Each Monday, the team talks about the goals they have for the upcoming meet as well as highlight the top five teams they feel are the toughest competition.

This week’s goal is about attacking individually and the importance of the final mile.

“When you try to beat any team, you’re never going to win it in the first mile, especially at the bigger meets,” Lesiewicz said. “Most of the time whoever is winning in the first mile is almost never winning in the last mile. We need to really focus on that last mile. We need to go out solid, don’t do anything crazy and in the last mile, start hunting them down and looking for the schools we can beat.”

More importantly, it’s about earning that No. 1 spot.

“This meet is important for our confidence,” Lesiewicz added. “It’s about being a topfive team and seeing how close to number one we can because we know we are right there.”

For the men, it’s even more of a test.

The Irish were missing two of their top three runners, Michael Clevenger and Timothy Ball, at the National Catholic Championship, but senior Jake Kildoo won his first collegiate race and earned Atlantic Coast Conference Men’s Cross Country Performer of the Week honors. Sophomore Chris Marco finished second.

“At the last meet, we definitely ran conservatively,” Kildoo said. “We were trying to go hard but not quite 100 percent. It was a bit of a benchmark but this meet will be a true benchmark. We will be going all out this race. I’m hoping [Clevenger], [Ball] and I will be able to run together towards the front of the race and finish in the top 30 (individually). But hopefully better than that.”

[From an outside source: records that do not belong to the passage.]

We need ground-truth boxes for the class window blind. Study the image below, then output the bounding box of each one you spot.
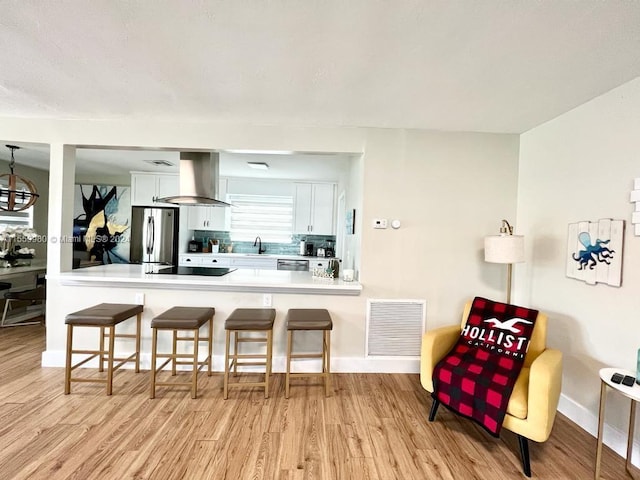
[227,193,293,243]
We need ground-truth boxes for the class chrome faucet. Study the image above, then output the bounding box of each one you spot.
[253,237,267,254]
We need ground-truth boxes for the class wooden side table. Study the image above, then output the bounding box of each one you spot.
[595,368,640,480]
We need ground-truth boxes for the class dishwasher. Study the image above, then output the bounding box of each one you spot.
[278,258,309,272]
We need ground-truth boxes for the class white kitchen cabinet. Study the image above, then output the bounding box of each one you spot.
[187,178,229,230]
[293,183,336,235]
[178,253,278,270]
[131,172,180,206]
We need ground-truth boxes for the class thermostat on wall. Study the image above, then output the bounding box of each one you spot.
[373,218,387,228]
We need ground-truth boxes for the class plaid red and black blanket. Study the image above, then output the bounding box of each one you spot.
[433,297,538,436]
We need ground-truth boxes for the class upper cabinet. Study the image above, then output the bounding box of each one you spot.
[131,172,180,206]
[293,183,336,235]
[187,178,229,230]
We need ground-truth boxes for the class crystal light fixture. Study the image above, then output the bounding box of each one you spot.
[0,145,40,212]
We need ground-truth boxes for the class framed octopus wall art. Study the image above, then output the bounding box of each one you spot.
[567,218,624,287]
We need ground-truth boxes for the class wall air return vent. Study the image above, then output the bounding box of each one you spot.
[365,300,426,357]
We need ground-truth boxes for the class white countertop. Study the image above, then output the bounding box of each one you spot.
[52,264,362,295]
[180,252,340,260]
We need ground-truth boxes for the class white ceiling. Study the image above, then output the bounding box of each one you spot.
[0,0,640,172]
[0,140,351,181]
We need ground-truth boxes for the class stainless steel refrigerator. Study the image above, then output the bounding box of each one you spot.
[129,207,180,265]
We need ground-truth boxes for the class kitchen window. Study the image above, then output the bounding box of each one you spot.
[227,193,293,243]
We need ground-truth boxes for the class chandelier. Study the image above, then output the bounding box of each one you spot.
[0,145,40,212]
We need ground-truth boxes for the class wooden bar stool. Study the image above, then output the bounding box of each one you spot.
[224,308,276,400]
[64,303,144,395]
[284,308,333,398]
[150,307,216,398]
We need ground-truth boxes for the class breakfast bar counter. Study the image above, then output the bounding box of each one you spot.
[55,264,362,295]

Of the 23 Division I teams in the men’s race, BYU (10), New Mexico (15), NC State (16), Tulsa (18), Michigan (19), Princeton (20), Southern Utah (22), Eastern Kentucky (23), Florida State (24) and Colorado State (25) are nationally ranked. Air Force and Penn State have received votes by the USTFCCCA.

“There are a quite a few teams ranked in the 20 to 30 range where we anticipate to fall ourselves in the rankings,” Kildoo said.

The team ramped up the volume and intensity of their workouts last week and backed off a little this week so they will be fresh for Friday.

“This is the first meet where we know teams are better than us so we need to come out and show all of the work that we did in the summer is paying off,” Sparks said. “If both teams can finish in the top five, that will be a positive experience, and that would mean we had have beaten a team who will push us in the national meet down the road.”

And above all else, home course advantage gives the Irish an even bigger edge and comforts this race.

“You slept in your own bed. No [other team] gets to say that,” Sparks said. “And we have been training on this course more than the team traditionally has it the past, so that’s a comforting feeling knowing you have run this loop more than anyone else in the competition.”

The women’s gold division race, which features Division I, II, III, and NAIA teams, begins at 2 p.m. followed by the men’s gold division race at 2:45 p.m. The women’s blue division race starts at 4:15 p.m., with the men’s blue division race rounding out the day at 5 p.m. In between the gold and blue races is an open division race that will have women (5K) and men runners (5 miles) running their respective distances. It’s set to get underway at 3:30 p.m.